Lamentablemente, la aparición del vehículo no fue tan dichosa como suponía. Él aguardaba, disimulando, pendiente de cada sonido de la calle, mientras en la planta alta se oía el piano que había alquilado a precio de oro para contentar a su hija. Escuchó el paso de los percherones que subían la cuesta, ya llegaban, pero cuando corría a dar la buena noticia llegó el grito agudo de Melas, como el de una gallina cuando el zorro entra en el corral. Salió a la puerta del jardín y vio a un chico rubio, de piel clara y pecas anaranjadas hacer frente al corpulento Sansón.
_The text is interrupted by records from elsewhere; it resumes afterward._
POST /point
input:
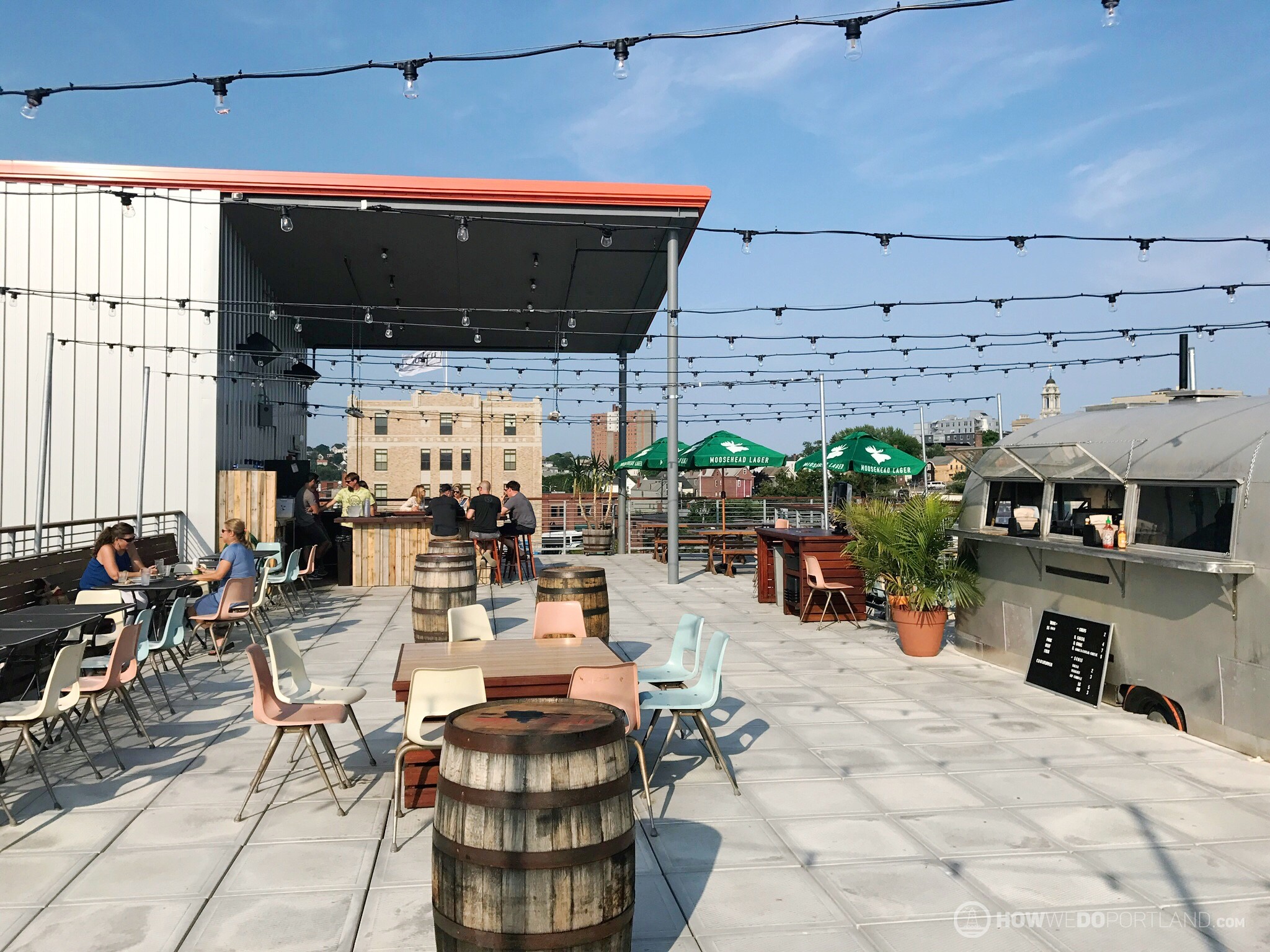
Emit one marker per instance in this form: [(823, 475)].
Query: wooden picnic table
[(512, 668)]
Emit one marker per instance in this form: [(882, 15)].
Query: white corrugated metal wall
[(59, 242), (247, 299)]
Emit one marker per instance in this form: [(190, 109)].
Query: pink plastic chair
[(121, 671), (558, 619), (616, 684), (291, 719), (815, 583)]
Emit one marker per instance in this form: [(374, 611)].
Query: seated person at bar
[(115, 559), (236, 563), (417, 500), (446, 513), (520, 517), (483, 511)]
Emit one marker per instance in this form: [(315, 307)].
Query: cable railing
[(19, 541)]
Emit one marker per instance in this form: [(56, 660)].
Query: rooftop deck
[(879, 794)]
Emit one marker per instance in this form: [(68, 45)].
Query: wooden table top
[(506, 663)]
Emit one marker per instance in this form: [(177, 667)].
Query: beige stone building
[(446, 437)]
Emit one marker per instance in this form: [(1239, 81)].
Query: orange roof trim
[(357, 186)]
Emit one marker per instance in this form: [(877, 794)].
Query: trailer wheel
[(1155, 706)]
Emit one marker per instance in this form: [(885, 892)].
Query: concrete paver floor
[(879, 795)]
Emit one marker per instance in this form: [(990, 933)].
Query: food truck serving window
[(1076, 501), (1185, 516), (1008, 495)]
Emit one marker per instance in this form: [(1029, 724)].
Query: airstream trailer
[(1188, 594)]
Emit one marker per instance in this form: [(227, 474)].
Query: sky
[(1026, 117)]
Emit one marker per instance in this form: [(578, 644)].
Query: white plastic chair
[(469, 624), (293, 685), (435, 695), (61, 695)]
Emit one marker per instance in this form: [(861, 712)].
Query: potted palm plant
[(907, 549)]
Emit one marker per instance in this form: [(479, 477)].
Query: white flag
[(419, 362)]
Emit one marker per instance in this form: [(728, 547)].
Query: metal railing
[(19, 541)]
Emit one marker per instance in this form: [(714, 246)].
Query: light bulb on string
[(220, 89), (411, 77), (620, 54)]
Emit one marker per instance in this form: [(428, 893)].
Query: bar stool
[(525, 552)]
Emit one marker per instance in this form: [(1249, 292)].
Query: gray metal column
[(623, 542), (672, 408)]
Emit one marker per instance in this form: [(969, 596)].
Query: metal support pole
[(825, 459), (141, 455), (672, 407), (623, 541), (45, 431), (921, 426)]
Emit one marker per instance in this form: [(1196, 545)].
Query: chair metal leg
[(313, 752), (259, 771), (334, 758), (106, 731), (136, 715), (76, 738), (643, 771), (35, 756), (358, 729)]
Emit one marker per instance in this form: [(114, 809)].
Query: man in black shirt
[(446, 513)]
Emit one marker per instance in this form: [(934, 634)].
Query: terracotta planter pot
[(921, 633)]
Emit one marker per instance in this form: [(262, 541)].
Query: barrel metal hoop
[(534, 800), (533, 942), (545, 860)]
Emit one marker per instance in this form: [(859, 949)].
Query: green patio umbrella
[(651, 457), (859, 452), (724, 448)]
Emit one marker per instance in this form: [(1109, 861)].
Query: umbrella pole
[(825, 459)]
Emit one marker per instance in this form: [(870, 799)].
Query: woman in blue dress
[(236, 563)]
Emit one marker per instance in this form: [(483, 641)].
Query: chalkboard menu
[(1071, 656)]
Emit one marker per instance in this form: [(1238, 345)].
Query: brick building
[(641, 432), (446, 437)]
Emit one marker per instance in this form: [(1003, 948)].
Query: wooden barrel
[(579, 583), (441, 582), (597, 541), (534, 834)]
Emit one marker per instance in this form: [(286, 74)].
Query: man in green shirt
[(351, 496)]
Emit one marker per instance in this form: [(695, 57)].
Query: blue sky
[(1026, 117)]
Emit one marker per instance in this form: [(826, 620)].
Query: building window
[(1077, 501), (1185, 517), (1005, 496)]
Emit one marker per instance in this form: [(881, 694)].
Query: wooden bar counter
[(781, 570), (385, 546)]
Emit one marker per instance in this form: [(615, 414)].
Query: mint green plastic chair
[(693, 703), (687, 638)]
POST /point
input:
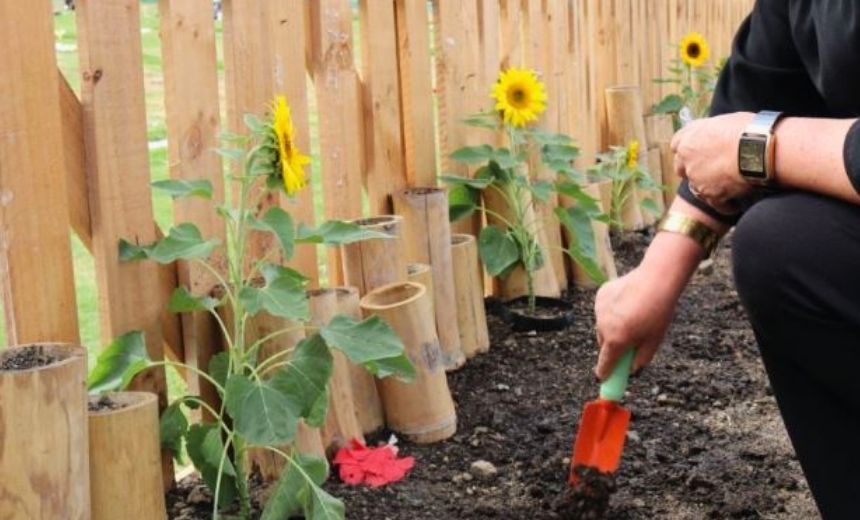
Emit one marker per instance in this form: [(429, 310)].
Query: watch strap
[(674, 222)]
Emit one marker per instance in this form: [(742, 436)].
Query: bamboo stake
[(422, 410), (468, 286), (372, 263), (341, 423), (125, 448), (44, 466), (427, 238), (368, 406)]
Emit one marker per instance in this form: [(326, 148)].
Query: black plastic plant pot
[(551, 314)]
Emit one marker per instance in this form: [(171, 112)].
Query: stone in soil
[(27, 358)]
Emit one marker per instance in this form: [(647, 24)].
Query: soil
[(27, 358), (705, 441), (103, 404)]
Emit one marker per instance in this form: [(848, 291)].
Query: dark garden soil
[(27, 358), (705, 440)]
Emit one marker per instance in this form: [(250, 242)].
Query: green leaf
[(182, 242), (542, 190), (183, 301), (119, 363), (219, 368), (279, 223), (582, 248), (476, 183), (498, 250), (298, 491), (669, 104), (304, 380), (336, 232), (177, 188), (283, 294), (473, 154), (462, 202), (261, 414), (371, 343), (205, 448), (173, 427)]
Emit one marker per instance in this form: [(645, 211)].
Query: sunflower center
[(518, 97), (694, 50)]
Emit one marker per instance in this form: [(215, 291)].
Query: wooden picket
[(386, 119)]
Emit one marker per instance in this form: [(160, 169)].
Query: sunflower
[(291, 161), (633, 155), (520, 96), (695, 50)]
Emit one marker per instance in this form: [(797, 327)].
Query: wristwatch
[(757, 149)]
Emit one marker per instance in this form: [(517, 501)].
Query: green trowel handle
[(613, 388)]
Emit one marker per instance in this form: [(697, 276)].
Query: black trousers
[(797, 269)]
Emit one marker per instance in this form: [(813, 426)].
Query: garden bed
[(706, 440)]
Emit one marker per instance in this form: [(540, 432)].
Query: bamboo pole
[(125, 448), (427, 239), (368, 406), (341, 423), (625, 124), (600, 191), (422, 410), (372, 263), (468, 286), (514, 284), (44, 466)]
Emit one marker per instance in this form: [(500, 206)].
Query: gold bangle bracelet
[(674, 222)]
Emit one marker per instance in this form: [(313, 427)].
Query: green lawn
[(67, 59)]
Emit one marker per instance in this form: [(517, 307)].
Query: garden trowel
[(603, 426)]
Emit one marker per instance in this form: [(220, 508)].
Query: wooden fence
[(386, 119)]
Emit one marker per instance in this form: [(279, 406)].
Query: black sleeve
[(764, 72)]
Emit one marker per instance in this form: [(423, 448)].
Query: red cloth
[(375, 467)]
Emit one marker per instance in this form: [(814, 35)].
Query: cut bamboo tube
[(308, 440), (427, 239), (422, 410), (600, 191), (625, 123), (125, 448), (368, 406), (369, 264), (469, 288), (421, 273), (341, 423), (514, 284), (44, 464)]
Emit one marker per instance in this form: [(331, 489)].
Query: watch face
[(751, 155)]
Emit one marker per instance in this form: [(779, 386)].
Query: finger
[(610, 353), (680, 168)]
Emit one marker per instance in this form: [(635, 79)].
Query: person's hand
[(633, 311), (706, 153)]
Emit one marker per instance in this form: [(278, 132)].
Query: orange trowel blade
[(600, 439)]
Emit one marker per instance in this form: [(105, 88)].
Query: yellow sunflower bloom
[(633, 155), (520, 96), (291, 161), (695, 50)]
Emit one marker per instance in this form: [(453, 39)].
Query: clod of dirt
[(27, 358), (103, 404), (589, 499)]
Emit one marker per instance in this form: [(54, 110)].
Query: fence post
[(118, 176), (36, 272)]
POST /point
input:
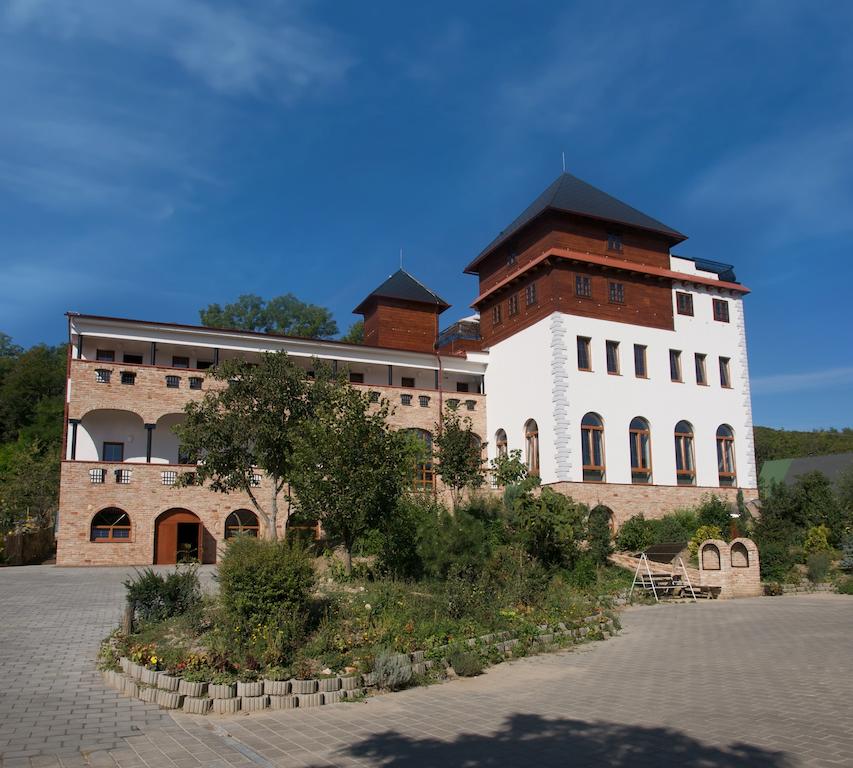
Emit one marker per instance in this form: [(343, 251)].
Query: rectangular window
[(614, 242), (584, 358), (701, 376), (583, 286), (613, 357), (113, 452), (640, 370), (725, 374), (675, 365)]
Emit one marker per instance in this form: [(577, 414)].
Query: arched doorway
[(179, 536)]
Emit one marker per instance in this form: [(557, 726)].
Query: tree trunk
[(273, 531)]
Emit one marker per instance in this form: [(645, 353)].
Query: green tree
[(508, 468), (350, 468), (284, 314), (459, 454), (247, 425), (355, 334)]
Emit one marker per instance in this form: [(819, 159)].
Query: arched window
[(111, 524), (740, 555), (592, 448), (710, 557), (531, 445), (685, 463), (640, 436), (501, 443), (242, 522), (726, 455), (424, 472)]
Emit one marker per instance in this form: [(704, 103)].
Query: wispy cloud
[(258, 48), (830, 378), (793, 185)]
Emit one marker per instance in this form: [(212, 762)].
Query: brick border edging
[(170, 692)]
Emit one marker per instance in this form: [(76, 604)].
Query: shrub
[(157, 597), (598, 534), (818, 566), (702, 533), (259, 580), (714, 511), (393, 670), (816, 540), (634, 535), (775, 560), (466, 663)]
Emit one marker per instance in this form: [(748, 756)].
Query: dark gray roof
[(570, 194), (402, 286)]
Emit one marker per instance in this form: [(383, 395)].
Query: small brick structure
[(732, 566)]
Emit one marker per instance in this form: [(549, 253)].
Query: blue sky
[(158, 155)]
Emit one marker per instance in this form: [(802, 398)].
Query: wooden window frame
[(726, 468), (642, 349), (585, 343), (725, 373), (614, 345), (635, 438), (676, 375), (721, 311), (111, 538), (701, 369), (687, 308), (512, 305), (593, 473), (684, 448), (616, 293)]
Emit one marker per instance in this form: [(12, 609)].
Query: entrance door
[(178, 537)]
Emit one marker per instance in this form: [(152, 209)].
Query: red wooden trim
[(611, 263)]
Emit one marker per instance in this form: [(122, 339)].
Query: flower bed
[(206, 697)]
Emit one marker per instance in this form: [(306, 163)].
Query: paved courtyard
[(764, 682)]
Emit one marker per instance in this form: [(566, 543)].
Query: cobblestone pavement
[(765, 682)]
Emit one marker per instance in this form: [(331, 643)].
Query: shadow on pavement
[(534, 740)]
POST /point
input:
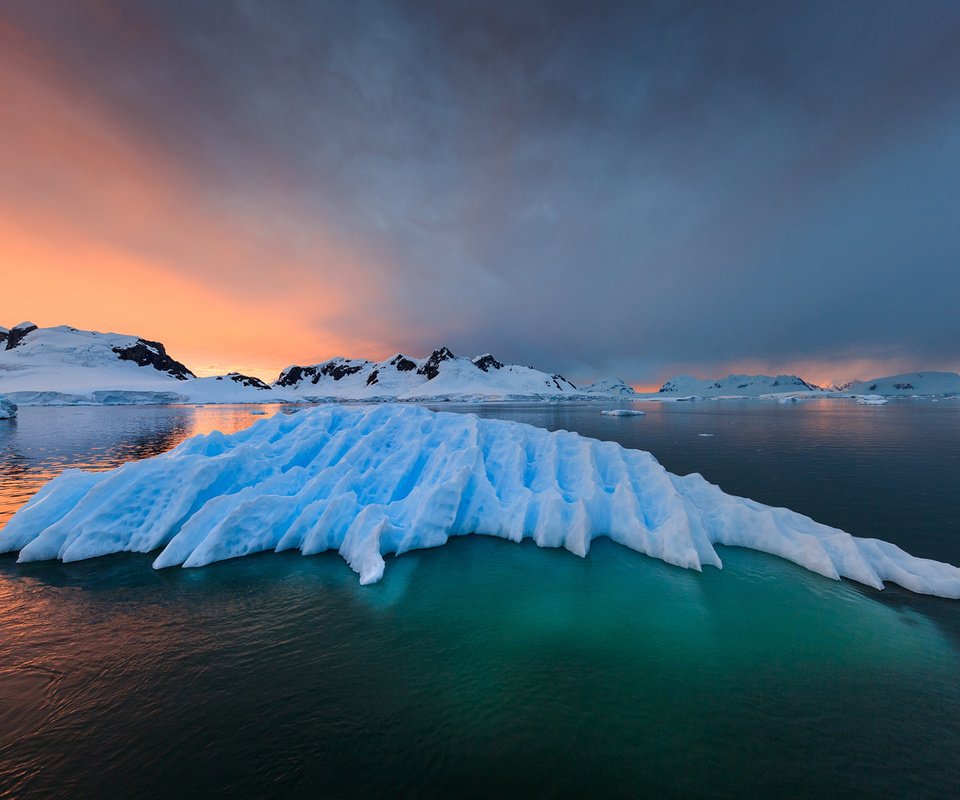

Sus brazos, hechos de nervio más que de músculo, parecían capaces de hacer bastante daño si Sansón no estaba en guardia, pero en todo caso no podía permitir un altercado callejero en su misma puerta, en medio de un corrillo de estibadores. Él era el jefe de la aduana. ¡Qué vergüenza!

Julie Patrice había vuelto al piano, intentaba desenredar una partitura imposible cuando escucharon el alboroto. Los árboles del jardín les impidieron observar con claridad lo que sucedía, pero vieron salir a su padre gesticulando y descompuesto. En un instante todo se calmó. El señor Berard organizó una fila de hombres que empezaron a descargar las cajas del carro. Habían llegado sus cosas, los adornos anticuados, los vestidos de paño grueso que no les servirían en aquel clima, los cubiertos de plata, la porcelana «y, sobre todo», pensó Julie, «los libros».